I know this will be different on each tank. But to just get a rough estimate should be good.

So only started my c02 on my tank nearly 3 weeks ago.. Bought a 2nd hand c02 bottle 5kg one. Person I bought it from had it in his garage for the last 1 1/2 full apparently.. We'll to say this my bottle dropped from 5 to 4 in about two weeks which is acceptable. But while doing a water change last night I saw it was on 0 but still had a little co2 in as diffuser was still diffusing crazy. Taking bottle in to be filled today... So if it uses 1kg every 2 weeks my 5kg should then last about 3 months.. Just wanted to say my co2 regulator is a brand new dual Guage Saga regulator.. 

Inputs welcome. 



Sent from my SM-G930F using Tapatalk


----------



## doylecolmdoyle (1 Sep 2017)

Going to depend on your bubble rate and how long you are actually running the co2 for each day, like you said every tank is going to be different, check for leaks to make sure you are not wasting co2, a small 500g bottle last me about 3 months. 

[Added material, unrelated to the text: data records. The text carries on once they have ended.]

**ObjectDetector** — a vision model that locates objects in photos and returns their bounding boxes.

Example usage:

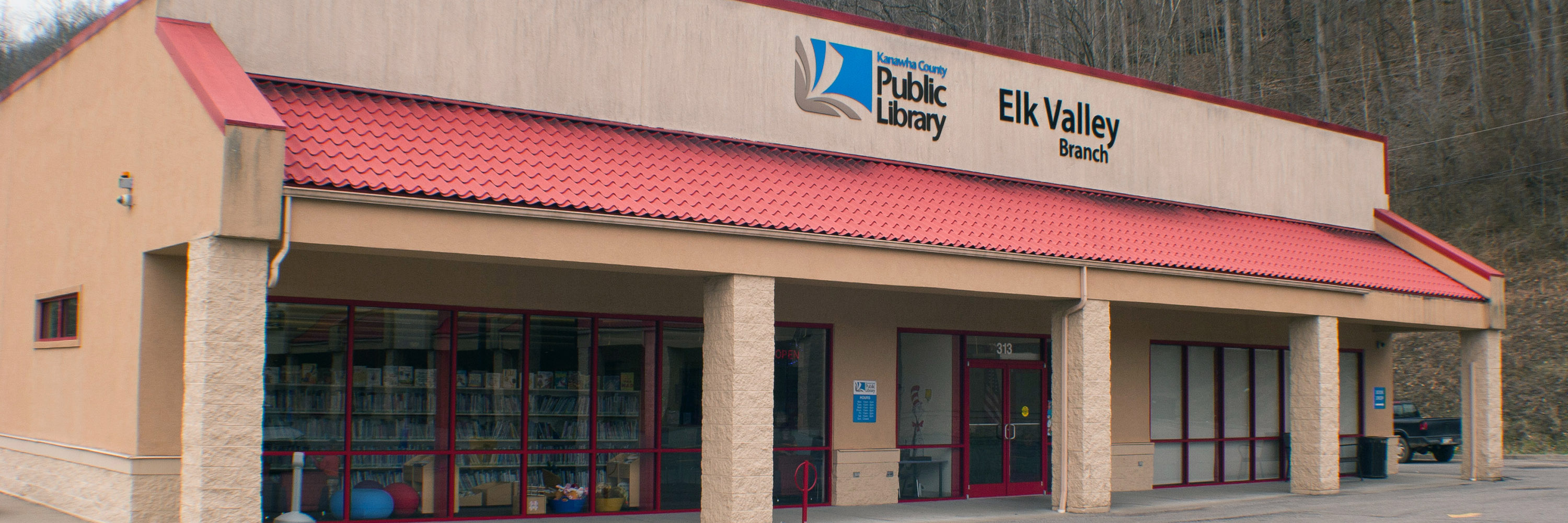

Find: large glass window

[262,303,348,451]
[262,303,831,521]
[1149,344,1289,485]
[773,327,831,504]
[894,333,960,499]
[1339,350,1363,474]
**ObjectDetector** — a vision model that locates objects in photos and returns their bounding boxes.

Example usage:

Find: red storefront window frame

[1149,339,1366,488]
[1149,339,1290,488]
[894,328,1054,503]
[267,295,833,523]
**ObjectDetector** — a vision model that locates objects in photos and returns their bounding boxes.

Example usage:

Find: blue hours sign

[855,380,877,423]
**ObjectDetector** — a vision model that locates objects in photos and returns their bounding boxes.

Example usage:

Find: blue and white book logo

[795,36,873,119]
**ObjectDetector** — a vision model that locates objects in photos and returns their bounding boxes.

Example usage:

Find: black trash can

[1356,437,1388,479]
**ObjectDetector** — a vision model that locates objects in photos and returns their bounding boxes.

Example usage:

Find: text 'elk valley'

[997,89,1121,163]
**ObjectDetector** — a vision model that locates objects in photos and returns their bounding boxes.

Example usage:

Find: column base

[1290,487,1339,496]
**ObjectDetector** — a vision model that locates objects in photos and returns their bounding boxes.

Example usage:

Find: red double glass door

[964,360,1051,498]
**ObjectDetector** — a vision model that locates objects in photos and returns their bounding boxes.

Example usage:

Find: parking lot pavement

[0,456,1568,523]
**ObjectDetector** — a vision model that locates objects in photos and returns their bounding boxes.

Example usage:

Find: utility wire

[1394,155,1568,195]
[1389,111,1568,151]
[1223,24,1568,87]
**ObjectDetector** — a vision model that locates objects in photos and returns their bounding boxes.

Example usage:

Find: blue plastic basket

[544,498,588,514]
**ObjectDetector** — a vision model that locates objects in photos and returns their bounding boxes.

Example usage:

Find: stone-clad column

[1051,300,1110,512]
[1460,330,1502,481]
[1287,316,1339,495]
[701,275,773,523]
[180,237,267,523]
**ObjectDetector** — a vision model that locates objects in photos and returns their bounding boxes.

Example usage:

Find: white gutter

[267,196,293,289]
[1052,267,1088,514]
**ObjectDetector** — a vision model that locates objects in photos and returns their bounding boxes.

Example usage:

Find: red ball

[386,484,419,515]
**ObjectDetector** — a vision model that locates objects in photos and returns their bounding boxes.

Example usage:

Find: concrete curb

[1502,454,1568,462]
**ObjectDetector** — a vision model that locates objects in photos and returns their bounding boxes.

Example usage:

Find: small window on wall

[38,292,77,341]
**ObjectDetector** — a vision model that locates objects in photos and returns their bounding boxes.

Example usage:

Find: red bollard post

[795,460,817,523]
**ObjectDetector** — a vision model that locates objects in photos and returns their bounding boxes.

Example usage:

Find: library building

[0,0,1504,523]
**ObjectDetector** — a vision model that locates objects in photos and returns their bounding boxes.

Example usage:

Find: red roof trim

[251,72,1367,232]
[1372,209,1502,278]
[157,17,289,130]
[737,0,1388,143]
[0,0,141,102]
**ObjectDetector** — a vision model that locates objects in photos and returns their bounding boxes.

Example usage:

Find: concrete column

[180,237,267,523]
[701,275,773,523]
[1051,300,1110,514]
[1380,335,1399,474]
[1460,330,1502,481]
[1287,316,1339,495]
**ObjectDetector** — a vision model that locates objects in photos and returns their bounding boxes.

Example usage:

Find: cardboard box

[474,481,517,507]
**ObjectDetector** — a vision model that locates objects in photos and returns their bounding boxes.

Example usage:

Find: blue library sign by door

[855,380,877,423]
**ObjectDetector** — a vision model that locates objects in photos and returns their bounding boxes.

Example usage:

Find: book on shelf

[528,371,555,390]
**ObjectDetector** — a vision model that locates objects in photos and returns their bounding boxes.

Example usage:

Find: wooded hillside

[808,0,1568,452]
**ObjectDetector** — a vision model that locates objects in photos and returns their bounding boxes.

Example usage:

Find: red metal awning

[257,80,1485,300]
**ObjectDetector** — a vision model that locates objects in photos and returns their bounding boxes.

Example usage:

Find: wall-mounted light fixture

[114,171,132,207]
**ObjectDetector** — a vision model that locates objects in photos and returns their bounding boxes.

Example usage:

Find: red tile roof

[154,17,284,130]
[259,80,1483,300]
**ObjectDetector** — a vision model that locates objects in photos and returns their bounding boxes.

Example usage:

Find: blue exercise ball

[331,488,392,520]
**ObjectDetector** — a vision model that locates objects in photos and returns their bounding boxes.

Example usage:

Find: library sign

[795,36,1121,163]
[795,36,947,141]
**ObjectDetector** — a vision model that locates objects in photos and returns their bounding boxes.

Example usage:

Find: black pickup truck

[1394,402,1461,463]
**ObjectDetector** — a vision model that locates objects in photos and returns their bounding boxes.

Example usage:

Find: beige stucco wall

[160,0,1388,229]
[0,2,224,456]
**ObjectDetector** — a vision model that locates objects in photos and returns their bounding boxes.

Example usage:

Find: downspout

[267,196,293,289]
[1052,266,1088,514]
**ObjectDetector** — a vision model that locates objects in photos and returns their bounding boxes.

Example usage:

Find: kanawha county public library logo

[795,36,947,141]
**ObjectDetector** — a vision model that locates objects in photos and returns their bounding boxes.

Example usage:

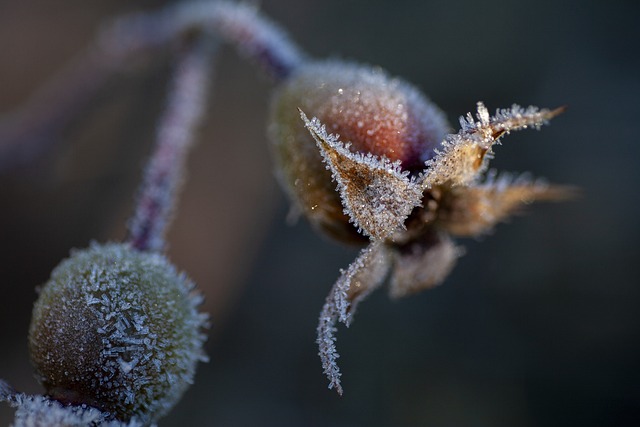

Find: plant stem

[127,36,217,251]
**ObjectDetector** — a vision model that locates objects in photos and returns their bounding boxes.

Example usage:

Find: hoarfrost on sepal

[438,170,572,237]
[4,393,149,427]
[420,102,564,189]
[316,242,390,395]
[300,110,422,240]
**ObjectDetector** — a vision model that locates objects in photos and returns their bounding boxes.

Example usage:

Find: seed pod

[29,244,206,423]
[270,61,448,243]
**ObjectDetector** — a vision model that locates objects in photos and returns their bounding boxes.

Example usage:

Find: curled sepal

[300,110,422,240]
[422,102,565,189]
[389,232,463,298]
[316,243,390,395]
[438,170,572,237]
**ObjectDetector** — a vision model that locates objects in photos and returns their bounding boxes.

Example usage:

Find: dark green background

[0,0,640,427]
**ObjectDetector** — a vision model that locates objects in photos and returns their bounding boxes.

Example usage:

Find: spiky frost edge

[420,102,565,189]
[0,392,148,427]
[128,35,217,251]
[316,243,389,396]
[298,109,422,240]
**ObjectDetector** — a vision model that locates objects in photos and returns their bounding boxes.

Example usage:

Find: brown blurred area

[0,0,640,427]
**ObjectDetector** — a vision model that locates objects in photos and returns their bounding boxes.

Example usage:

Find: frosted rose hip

[270,61,448,242]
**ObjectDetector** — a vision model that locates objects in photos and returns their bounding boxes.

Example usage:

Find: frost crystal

[9,393,146,427]
[316,243,390,395]
[300,111,422,240]
[438,170,571,236]
[422,102,564,189]
[29,244,206,423]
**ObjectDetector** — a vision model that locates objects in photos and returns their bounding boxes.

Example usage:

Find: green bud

[29,244,206,423]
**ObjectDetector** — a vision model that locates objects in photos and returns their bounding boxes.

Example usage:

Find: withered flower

[272,61,567,394]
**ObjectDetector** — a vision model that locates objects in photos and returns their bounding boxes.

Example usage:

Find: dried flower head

[271,61,566,394]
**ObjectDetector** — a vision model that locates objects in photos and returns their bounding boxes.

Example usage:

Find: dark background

[0,0,640,427]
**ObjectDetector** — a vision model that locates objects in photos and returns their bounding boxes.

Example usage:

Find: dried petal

[422,102,565,189]
[438,171,570,236]
[316,243,390,395]
[300,111,422,240]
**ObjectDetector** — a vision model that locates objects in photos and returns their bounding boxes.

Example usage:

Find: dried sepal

[438,170,571,237]
[389,232,463,298]
[300,110,422,240]
[422,102,565,189]
[316,243,390,395]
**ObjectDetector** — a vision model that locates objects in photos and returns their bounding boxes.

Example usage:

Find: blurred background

[0,0,640,427]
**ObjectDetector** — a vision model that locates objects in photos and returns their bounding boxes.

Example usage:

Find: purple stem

[127,36,216,251]
[0,1,305,171]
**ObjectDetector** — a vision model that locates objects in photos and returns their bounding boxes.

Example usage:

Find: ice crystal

[422,102,564,189]
[29,244,206,422]
[269,60,448,243]
[317,243,390,394]
[8,393,146,427]
[300,111,422,240]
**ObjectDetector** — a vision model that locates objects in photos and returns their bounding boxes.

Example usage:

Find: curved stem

[0,1,305,171]
[127,36,216,251]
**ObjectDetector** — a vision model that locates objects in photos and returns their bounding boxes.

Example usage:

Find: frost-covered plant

[0,1,566,424]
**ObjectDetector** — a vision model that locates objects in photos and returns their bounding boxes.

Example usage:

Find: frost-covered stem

[0,380,16,402]
[127,37,216,251]
[0,1,305,170]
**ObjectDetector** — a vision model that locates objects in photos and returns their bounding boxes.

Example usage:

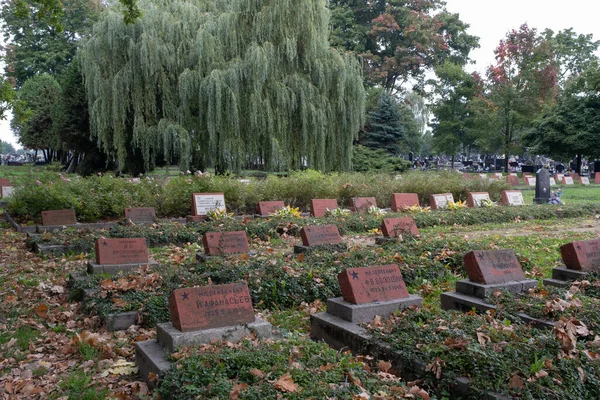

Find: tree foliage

[81,0,364,172]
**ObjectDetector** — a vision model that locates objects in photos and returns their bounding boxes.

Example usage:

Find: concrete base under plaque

[135,317,273,384]
[87,260,159,275]
[544,267,588,288]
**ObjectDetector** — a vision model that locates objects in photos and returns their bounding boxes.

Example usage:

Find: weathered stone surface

[258,201,285,217]
[502,190,525,206]
[464,250,525,285]
[42,210,77,226]
[192,193,226,216]
[125,207,156,224]
[381,217,419,237]
[300,225,342,246]
[560,239,600,272]
[96,238,148,265]
[467,192,490,207]
[202,231,250,256]
[310,199,338,217]
[169,282,254,332]
[429,193,454,210]
[392,193,419,212]
[352,197,377,213]
[338,264,408,304]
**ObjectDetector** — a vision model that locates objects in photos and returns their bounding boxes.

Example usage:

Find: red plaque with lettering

[202,231,250,256]
[300,225,342,246]
[310,199,337,217]
[352,197,377,213]
[560,239,600,272]
[381,217,419,237]
[464,250,525,285]
[392,193,419,212]
[169,282,254,332]
[258,201,285,217]
[42,210,77,226]
[96,238,148,265]
[338,264,409,304]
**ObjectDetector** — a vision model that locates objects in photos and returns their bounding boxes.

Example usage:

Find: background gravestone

[533,168,550,204]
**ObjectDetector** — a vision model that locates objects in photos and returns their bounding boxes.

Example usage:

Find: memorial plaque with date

[300,225,342,246]
[42,210,77,226]
[96,238,148,265]
[202,231,250,256]
[338,264,409,304]
[381,217,419,237]
[560,239,600,272]
[310,199,337,217]
[258,201,285,217]
[464,250,525,285]
[392,193,419,212]
[169,283,255,332]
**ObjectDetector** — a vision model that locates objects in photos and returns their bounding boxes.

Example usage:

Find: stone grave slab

[258,201,285,217]
[202,231,250,256]
[125,207,156,224]
[310,199,338,217]
[41,209,77,226]
[502,190,525,206]
[352,197,377,213]
[392,193,419,212]
[135,282,273,384]
[192,193,227,217]
[429,193,454,210]
[467,192,491,207]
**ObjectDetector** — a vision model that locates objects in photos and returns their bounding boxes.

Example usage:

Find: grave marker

[381,217,419,237]
[300,225,342,246]
[338,264,409,304]
[96,238,149,265]
[192,193,226,216]
[352,197,377,213]
[392,193,419,212]
[429,193,454,210]
[310,199,338,217]
[41,209,77,226]
[502,190,525,206]
[169,283,255,332]
[258,201,285,217]
[467,192,491,207]
[464,250,525,285]
[202,231,250,256]
[125,207,156,224]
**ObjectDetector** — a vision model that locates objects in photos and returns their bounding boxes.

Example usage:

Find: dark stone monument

[533,168,550,204]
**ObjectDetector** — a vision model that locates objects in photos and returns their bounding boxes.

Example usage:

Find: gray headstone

[534,168,550,204]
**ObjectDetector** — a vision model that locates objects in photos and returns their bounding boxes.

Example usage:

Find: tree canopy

[81,0,364,172]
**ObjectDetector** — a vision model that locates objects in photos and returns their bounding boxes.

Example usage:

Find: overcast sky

[0,0,600,148]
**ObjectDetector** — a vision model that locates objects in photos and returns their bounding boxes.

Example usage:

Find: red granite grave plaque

[467,192,490,207]
[502,190,525,206]
[338,264,409,304]
[429,193,454,210]
[42,210,77,226]
[125,207,156,224]
[169,283,255,332]
[310,199,337,217]
[392,193,419,212]
[300,225,342,246]
[381,217,419,237]
[506,175,521,186]
[560,239,600,272]
[96,238,148,265]
[258,201,285,217]
[464,250,525,285]
[202,231,250,256]
[352,197,377,213]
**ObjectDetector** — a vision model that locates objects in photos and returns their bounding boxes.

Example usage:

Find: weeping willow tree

[81,0,364,171]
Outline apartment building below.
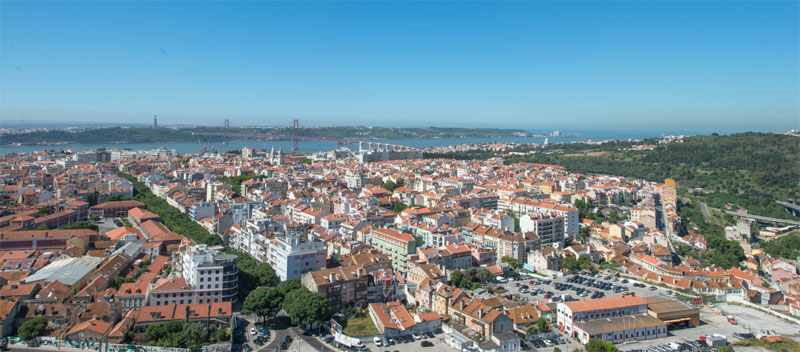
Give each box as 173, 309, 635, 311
370, 229, 417, 273
519, 214, 565, 246
267, 232, 327, 281
181, 245, 239, 302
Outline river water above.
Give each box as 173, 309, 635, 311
0, 134, 664, 155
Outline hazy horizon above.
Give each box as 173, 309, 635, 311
0, 1, 800, 133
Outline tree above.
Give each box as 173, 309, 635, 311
17, 317, 47, 341
586, 339, 617, 352
242, 287, 284, 320
283, 288, 333, 328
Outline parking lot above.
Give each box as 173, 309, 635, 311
618, 303, 800, 352
476, 274, 672, 302
367, 334, 457, 352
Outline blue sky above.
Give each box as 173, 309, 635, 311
0, 0, 800, 131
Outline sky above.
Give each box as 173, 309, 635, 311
0, 0, 800, 131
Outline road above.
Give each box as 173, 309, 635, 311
258, 327, 302, 352
700, 202, 711, 222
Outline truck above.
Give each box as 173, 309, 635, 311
333, 333, 366, 350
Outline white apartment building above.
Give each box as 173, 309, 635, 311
267, 233, 327, 281
510, 198, 580, 238
519, 214, 565, 246
181, 245, 239, 301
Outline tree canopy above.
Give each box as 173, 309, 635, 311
17, 317, 47, 341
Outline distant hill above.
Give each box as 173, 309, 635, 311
506, 133, 800, 218
0, 127, 527, 145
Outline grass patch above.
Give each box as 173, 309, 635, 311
344, 314, 380, 337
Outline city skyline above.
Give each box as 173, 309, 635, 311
0, 1, 800, 131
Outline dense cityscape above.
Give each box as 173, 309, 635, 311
0, 132, 800, 352
0, 0, 800, 352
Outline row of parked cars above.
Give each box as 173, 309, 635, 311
526, 332, 566, 348
565, 275, 629, 293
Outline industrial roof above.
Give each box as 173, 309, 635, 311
25, 256, 103, 286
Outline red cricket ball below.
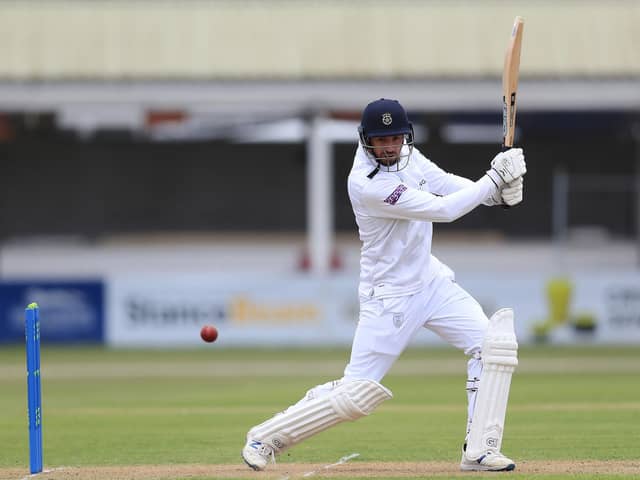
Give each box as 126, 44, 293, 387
200, 325, 218, 343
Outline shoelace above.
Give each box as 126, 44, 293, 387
258, 443, 276, 465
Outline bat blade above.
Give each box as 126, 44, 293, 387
502, 17, 524, 149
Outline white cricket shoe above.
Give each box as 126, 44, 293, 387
460, 444, 516, 472
242, 438, 276, 470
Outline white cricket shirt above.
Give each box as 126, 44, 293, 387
347, 145, 497, 298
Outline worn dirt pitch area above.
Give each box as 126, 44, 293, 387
0, 460, 640, 480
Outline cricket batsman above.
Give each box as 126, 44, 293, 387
242, 98, 526, 471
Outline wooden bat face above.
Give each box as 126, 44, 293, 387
502, 17, 524, 148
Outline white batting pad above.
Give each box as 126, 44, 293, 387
248, 380, 393, 453
466, 308, 518, 459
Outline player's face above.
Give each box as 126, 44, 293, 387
370, 135, 404, 166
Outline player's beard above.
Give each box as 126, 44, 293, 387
377, 152, 400, 167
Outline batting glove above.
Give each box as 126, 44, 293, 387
487, 148, 527, 188
500, 177, 524, 207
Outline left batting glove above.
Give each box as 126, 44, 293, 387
500, 177, 524, 207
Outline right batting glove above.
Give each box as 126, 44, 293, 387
487, 148, 527, 188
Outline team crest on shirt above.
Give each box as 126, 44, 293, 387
384, 184, 407, 205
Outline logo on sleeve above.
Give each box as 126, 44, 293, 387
384, 184, 407, 205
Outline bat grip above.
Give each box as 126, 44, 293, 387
500, 143, 513, 210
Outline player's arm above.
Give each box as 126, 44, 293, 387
363, 175, 498, 222
417, 152, 522, 207
363, 152, 526, 222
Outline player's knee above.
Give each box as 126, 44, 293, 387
334, 380, 393, 420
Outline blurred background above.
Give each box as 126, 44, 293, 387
0, 0, 640, 348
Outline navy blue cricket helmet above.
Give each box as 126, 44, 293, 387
358, 98, 414, 171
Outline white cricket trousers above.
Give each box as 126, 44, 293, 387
344, 275, 489, 433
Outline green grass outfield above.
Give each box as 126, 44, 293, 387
0, 344, 640, 480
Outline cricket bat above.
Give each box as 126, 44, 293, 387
502, 17, 524, 150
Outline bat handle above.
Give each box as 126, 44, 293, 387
500, 142, 513, 210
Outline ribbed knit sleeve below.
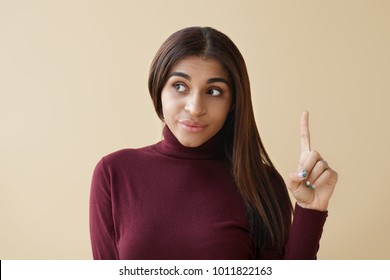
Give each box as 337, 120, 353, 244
89, 159, 118, 260
284, 204, 328, 260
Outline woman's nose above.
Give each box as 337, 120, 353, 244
184, 93, 207, 117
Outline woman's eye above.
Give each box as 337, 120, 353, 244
208, 88, 222, 96
173, 84, 186, 92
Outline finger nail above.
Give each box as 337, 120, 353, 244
298, 169, 307, 178
305, 181, 315, 190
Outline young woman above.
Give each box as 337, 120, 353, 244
90, 27, 337, 259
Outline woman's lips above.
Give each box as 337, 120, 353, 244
179, 120, 207, 132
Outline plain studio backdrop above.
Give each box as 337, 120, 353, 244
0, 0, 390, 259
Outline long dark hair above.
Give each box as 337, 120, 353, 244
148, 27, 292, 254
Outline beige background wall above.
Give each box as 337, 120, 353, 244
0, 0, 390, 259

If you got the bottle when it was half empty its going to hard to judge, just see how long it last now its full.


----------



## zozo (1 Sep 2017)

Also depends a lot on the size of the tank ofcourse, but with my effective 42 litre tank and a average 0.5 Ph drop and a 12 hour cycle my 5 kilo bootle did last 18 months.

But to get the best estimate find a good household scale, weigh the bottle to the gram, use it for a cycle and weigh it again. The difference obviously it's what you use, devide the 5000 grams with that result and you have your days to go.  Can't get it more precise than that..


----------



## Puntius (1 Sep 2017)

All sounds good so far will definitely do that thanks for your valued input.. The more knowledge the better. Come on peeps info added is always good. 

Sent from my SM-G930F using Tapatalk


----------



## Zeus. (1 Sep 2017)

On my 500L tank on third 6Kg bottle this year, but it doesn't have a BBS its more of a column of bubbles.


----------



## Puntius (1 Sep 2017)

Zeus. said:


> On my 500L tank on third 6Kg bottle this year, but it doesn't have a BBS its more of a column of bubbles.


So that is roughly between 2.5 to 3 months per bottle... Mine also a rush of bubbles lol... 

Sent from my SM-G930F using Tapatalk


----------



## agol77 (1 Sep 2017)

On my 1200litre system, a 5kg bottle only lasts six weeks, but I have a sump with fluidised media in it, so losing a lot of CO2 down there. Just recently switched to a 20kg FE, which is a beast! 


Sent from my iPhone using Tapatalk


----------



## ian_m (1 Sep 2017)

My tank gets through 15gr per day on a 2Kg FE (that's about 130 days) with a nice green drop checker.

So for 8 hours and 180litres it is 0.01gr CO2 per litre of tank water per hour.

So for agol77's tank of 1200 litres and assume 8 hours a day, a 5Kg bottle life will be 5000/(0.01 x 8 x 1200) = 52 days = 7.5 weeks. So 6 weeks and a sump is quite good really.


----------